Second, I totally agree with Senator Warner that "the place to be where the most jobs and the most wealth created worldwide over the next 25 years is going to be in the energy sector." I also totally agree that it "blows my freakin' mind...that we have got certain business organizations in America are basically saying, 'let's just keep the status quo,' who are opposing a fundamental change in our energy policy." Crazy.
Third, I agree with Senator Warner that there's no "silver bullet" to any of this. Anyone who thinks that is delusional.
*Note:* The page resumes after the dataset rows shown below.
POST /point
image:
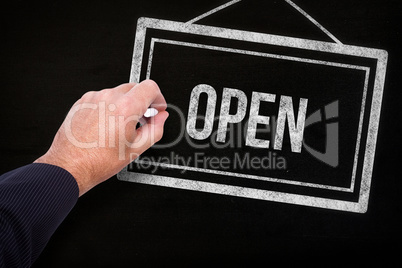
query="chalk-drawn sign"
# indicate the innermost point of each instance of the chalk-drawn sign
(261, 116)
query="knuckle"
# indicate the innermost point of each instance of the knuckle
(151, 84)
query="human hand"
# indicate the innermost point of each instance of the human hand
(99, 137)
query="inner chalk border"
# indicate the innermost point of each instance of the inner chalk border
(380, 55)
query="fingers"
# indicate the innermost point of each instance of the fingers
(150, 133)
(146, 94)
(124, 88)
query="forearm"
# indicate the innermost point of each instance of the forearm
(34, 200)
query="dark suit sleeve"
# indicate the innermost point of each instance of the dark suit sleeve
(34, 200)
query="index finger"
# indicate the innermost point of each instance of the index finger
(147, 94)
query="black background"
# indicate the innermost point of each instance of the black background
(53, 52)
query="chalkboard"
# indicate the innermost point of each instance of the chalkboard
(53, 52)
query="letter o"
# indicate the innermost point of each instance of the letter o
(193, 110)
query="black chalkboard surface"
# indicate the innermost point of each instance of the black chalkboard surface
(53, 52)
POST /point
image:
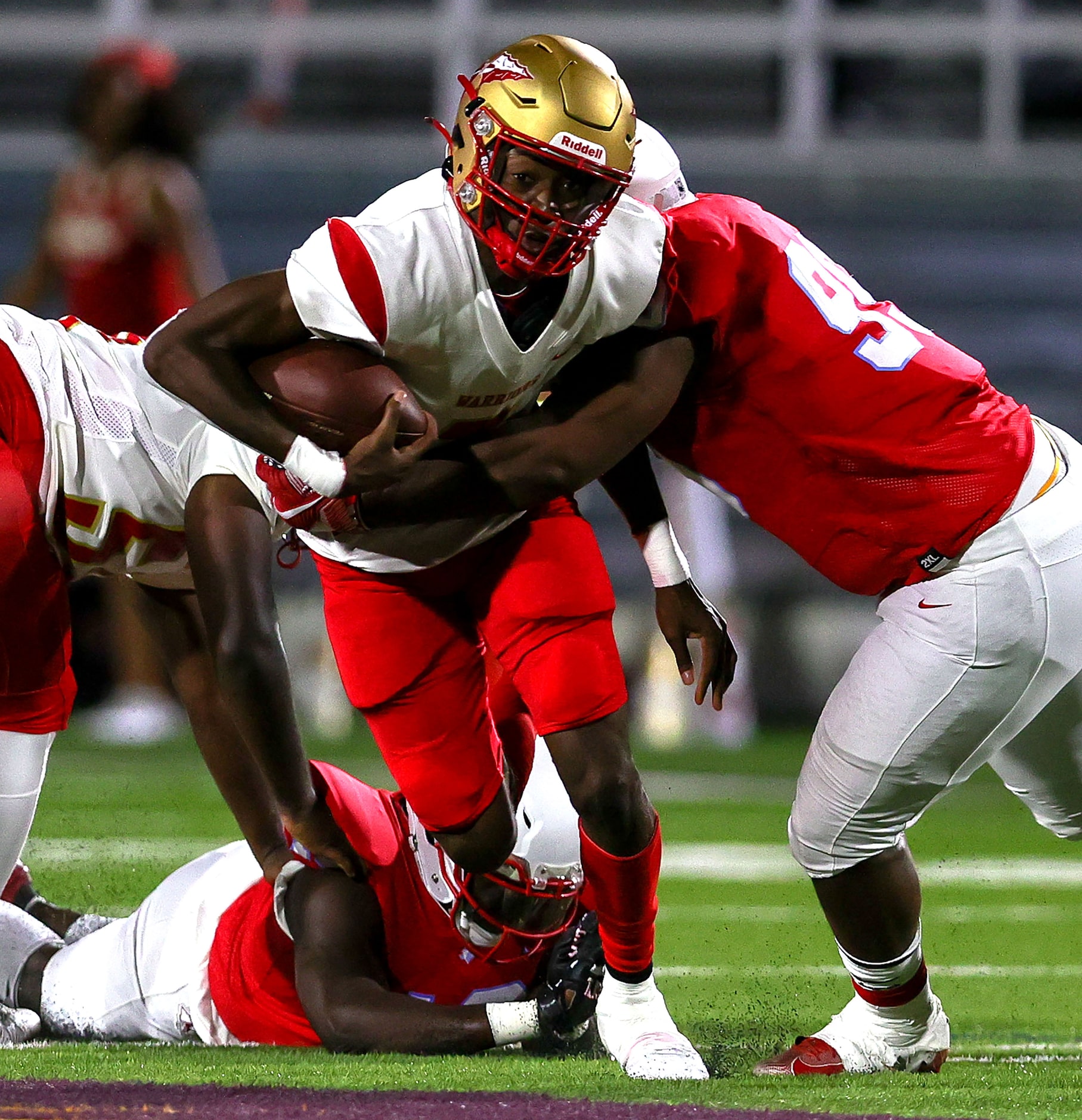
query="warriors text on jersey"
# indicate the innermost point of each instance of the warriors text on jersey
(121, 454)
(251, 963)
(872, 447)
(405, 279)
Fourth, I agree that corn-based ethanol "is a stupid, government-driven decision and not a market-based decision." However, I would point out that there are many market distortions in the energy sector, meaning that there's almost nothing about the energy sector in this country that operates on a pure "market-based decision" basis. For starters, look at all the subsidies and tax breaks for energy production, processing and distribution in this country. Also, look at the almost complete market and policy failure when it comes to greenhouse gas emissions specifically, and "internalizing externalities" more generally.
Finally, that last part of what Mark Warner has to say is a total straw man. The fact is, nobody - at least nobody who knows anything about energy - is seriously saying that we can solve all our energy problems with "all solar and wind." That's utterly ridiculous and borderline insulting. Also, this has nothing to do with being "liberal," this has to do with being "smart" and understanding where the lowest-hanging fruit (aka, "biggest bang for the buck") happens to be. And the fact is, the lowest-hanging fruit in energy is clearly (see Figure 9) energy efficiency, followed by biomass co-firing, combined heat and power, offshore wind, onshore wind, geothermal, small hydro...all the way down to the bottom of the "low-hanging fruit" list where we find Coal IGCC, Nuclear, and Solar PV. Again, I'm not philosophically opposed to nuclear power, or even hypothetically to coal if we figure out a way to capture/sequester the carbon (and also outlaw mountaintop removal coal mining). The point here is that nuclear and coal are not even close to the "lowest hanging fruit" compared to energy efficiency and the other options mentioned - certainly not coal if carbon pollution costs are "internalized" - so why on earth would we put our resources in that direction, aside from crass political pandering and kowtowing to large fossil fuel corporate interests? And yes, that last question was rhetorical.
P.S. I welcome Senator Warner's acknowledgment that "we ought to have just done a carbon tax as opposed to the system that can be gamed the way cap-and-trade can be." I look forward to his leadership on this issue!